Jewish and Metis academics discuss self-identification vs state-identification

York University professor David Koffman with U of A professor of Native Studies Paul Gareau and Jewish Studies professor Peter Sabo. (Screenshot)

By Jeremy Appel, Local Journalism Initiative Reporter 

(ANNews) – Two errors in the most recent Canadian census were the starting point for a discussion between a Jewish and a Metis academic about the commonalities and distinctions between their peoples. 

On March 7, York University historian David Koffman and University of Alberta Native Studies Professor Paul Gareau engaged in a dialogue over Zoom as part of Jewish Studies Week 2022. 

They began by discussing the 2016 census results, which erroneously said Canada’s Jewish population had decreased by 50 per cent while the Metis population doubled. This was the subject of a paper Gareau and Koffman collaborated on.

“We have this interesting situation where the state has developed tools that are meant to just count people and reflect reality as it is out there and capture the numbers. But instead, what we get is a kind of messy process through which the state creates categories of people that don’t necessarily reflect the people that are out there,” explained Koffman. 

The census results have material impacts on the communities it counts, he added. 

“Jewish community leaders have always been interested in encouraging as many Jewish people as they can to identify themselves [as Jewish], because resources from the state flow depending on the size of your communities,” said Koffman.

“This is certainly more true during multiculturalism, but it continues to be significant for all kinds of issues about charitable donations, about access to resources, about education, about health outcomes, aging, lots of things.” 

But the problem is the opposite for the Metis Nation, since the more people who identify as Metis outside the Metis Nation, the more thinly spread resources will be, Gareau explained. 

“When it comes to resources, then those resources don’t go to the Metis Nation of Alberta, Saskatchewan, Manitoba, Ontario or B.C. It goes outside, so it really is important to have some sort of nation representation of numbers,” Gareau said. 

“They’re not there. They’re just everywhere … It undermines our sovereignty as a nation.”

Gareau, interestingly, took Jewish Studies for his undergraduate degree. When he started in 2002 at Concordia University in Montreal, he had initially studied cultural anthropology, but didn’t find it compelling so he switched to Religious Studies, which paved the path to his Jewish Studies major.

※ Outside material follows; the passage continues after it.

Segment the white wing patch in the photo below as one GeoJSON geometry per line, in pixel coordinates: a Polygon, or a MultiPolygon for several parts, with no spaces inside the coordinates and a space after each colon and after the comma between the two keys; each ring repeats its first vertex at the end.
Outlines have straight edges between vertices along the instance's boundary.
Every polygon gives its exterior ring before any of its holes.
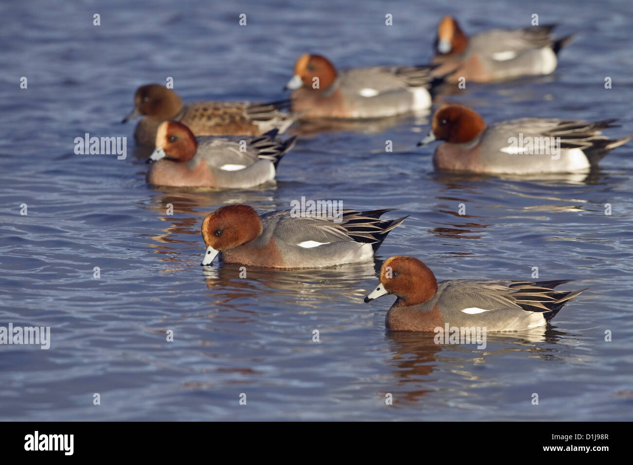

He was drawn to religious studies because as a Metis person from Saskatchewan, many of the “social relations” within his community occurred in religious, namely Catholic, spaces. 

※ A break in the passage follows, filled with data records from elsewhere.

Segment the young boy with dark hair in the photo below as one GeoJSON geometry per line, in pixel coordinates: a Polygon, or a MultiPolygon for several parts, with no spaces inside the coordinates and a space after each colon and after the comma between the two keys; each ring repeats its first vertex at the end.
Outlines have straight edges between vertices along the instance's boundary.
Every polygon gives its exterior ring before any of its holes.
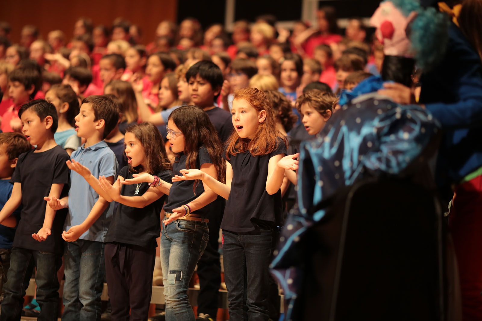
{"type": "MultiPolygon", "coordinates": [[[[75,126],[77,136],[84,138],[85,142],[72,154],[72,163],[88,169],[85,171],[86,178],[72,171],[68,196],[61,199],[45,198],[54,209],[68,207],[62,233],[63,239],[68,242],[64,257],[65,284],[62,318],[66,321],[100,318],[105,275],[104,241],[114,203],[100,196],[86,180],[92,175],[95,178],[102,176],[111,183],[114,182],[117,161],[104,139],[118,119],[117,106],[110,97],[91,96],[82,101],[75,117],[75,126]]],[[[71,163],[68,162],[67,166],[70,167],[71,163]]]]}
{"type": "MultiPolygon", "coordinates": [[[[10,180],[18,156],[31,149],[32,146],[21,134],[0,133],[0,209],[3,207],[12,194],[13,185],[10,180]]],[[[15,210],[13,215],[4,221],[4,224],[14,227],[20,219],[21,209],[19,207],[15,210]],[[6,222],[7,220],[11,221],[10,223],[6,222]]],[[[0,225],[0,294],[2,293],[3,284],[7,282],[15,230],[14,227],[0,225]]],[[[0,304],[3,299],[3,294],[0,294],[0,304]]]]}
{"type": "Polygon", "coordinates": [[[106,54],[99,62],[100,80],[104,85],[120,79],[125,70],[125,60],[120,54],[106,54]]]}
{"type": "Polygon", "coordinates": [[[92,73],[83,67],[70,67],[64,73],[62,83],[69,85],[76,93],[84,97],[92,95],[100,95],[103,90],[92,82],[92,73]]]}
{"type": "Polygon", "coordinates": [[[22,106],[18,112],[22,130],[35,149],[21,154],[10,181],[12,196],[0,211],[0,222],[21,205],[1,305],[1,320],[20,320],[23,296],[34,268],[37,268],[37,301],[39,319],[57,320],[59,281],[57,271],[62,265],[62,231],[67,210],[55,211],[44,200],[46,195],[60,198],[68,189],[69,159],[55,143],[57,129],[55,106],[43,99],[22,106]]]}
{"type": "Polygon", "coordinates": [[[8,95],[13,104],[3,114],[1,120],[1,130],[20,131],[22,127],[18,116],[20,106],[35,96],[41,84],[40,76],[35,70],[19,68],[8,75],[8,95]]]}
{"type": "MultiPolygon", "coordinates": [[[[223,85],[223,73],[210,61],[200,61],[187,70],[186,79],[191,101],[204,110],[224,143],[233,131],[231,114],[214,105],[223,85]]],[[[198,275],[201,288],[198,296],[198,320],[214,320],[217,312],[218,291],[221,284],[221,264],[217,240],[226,203],[218,197],[210,206],[209,241],[198,262],[198,275]]]]}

“It’s the same thing that Metis Studies is doing. We’re not defined by language or history, we’re all doing this around the table, talking about these experiences. It’s pluralistic and engaging,” said Gareau. 

By contrast, Koffman got into Jewish Studies via anthropology, which he also studied in Montreal, but at McGill University.

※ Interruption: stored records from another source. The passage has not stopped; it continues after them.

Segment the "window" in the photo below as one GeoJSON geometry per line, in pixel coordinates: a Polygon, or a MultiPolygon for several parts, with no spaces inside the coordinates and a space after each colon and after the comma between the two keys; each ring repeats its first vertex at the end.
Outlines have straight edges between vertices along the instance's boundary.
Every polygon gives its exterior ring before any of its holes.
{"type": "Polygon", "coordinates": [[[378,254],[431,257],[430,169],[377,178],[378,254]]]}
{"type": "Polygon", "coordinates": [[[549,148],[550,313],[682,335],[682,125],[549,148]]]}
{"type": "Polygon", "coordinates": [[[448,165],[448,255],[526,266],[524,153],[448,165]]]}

“When I started my academic work, I wanted nothing to do with Jewish-anything, as a young Jewish boy who had left Toronto and went to McGill, I was learning about all kinds of things that were exploding my world and it seemed incredibly parochial, so I didn’t take a single Jewish Studies course in my undergrad,” said Koffman. 

“But, ironically, I internalized one of the core ideas of anthropology … which is that you’re shaped by your culture and history in ways you can’t really see, and it’s a fool’s errand to try to deny the way culture’s second skin helps you breathe and be in the world.” 

After his undergrad, he realized it was time for a “confrontation with my Jewishness,” he added. 

“I was born and will be identified by others as a Jew and I will probably be identified as a Jew when I die no matter what I do in the middle. It’s up to me to learn to engage with my Jewishness in a serious intellectual way,” Koffman said. 

He ended up researching encounters between Jewish and Indigenous peoples in the U.S. and Canada, which he published as a book entitled The Jews’ Indian: Colonialism, Pluralism and Belonging.

Koffman acknowledged the limits of this approach. “In a sense, Jews are always the subject of my study and, somewhat awkwardly, Indigenous people are the objects of the study,” he said. “What did the Jews in my study think about, do with and interact with Indigenous people?”

Gareau said a major component of Indigenous Studies is the way Indigenous peoples interacted with various settler communities. 

“Colonialism has a hard time advocating or recognizing Indigenous sovereignty as something that is OK, natural and important to do the intellectual and community-based engagement,” he said. 

“In terms of relations between Indigenous Studies and communities that we’re from and that we study, and Jewish Studies, it’s about nation-to-nation relations. How do we engage in epistemological and diplomatic study where our communities come together … and come to recognize each other without coercion while really affirming self-determination in that work.”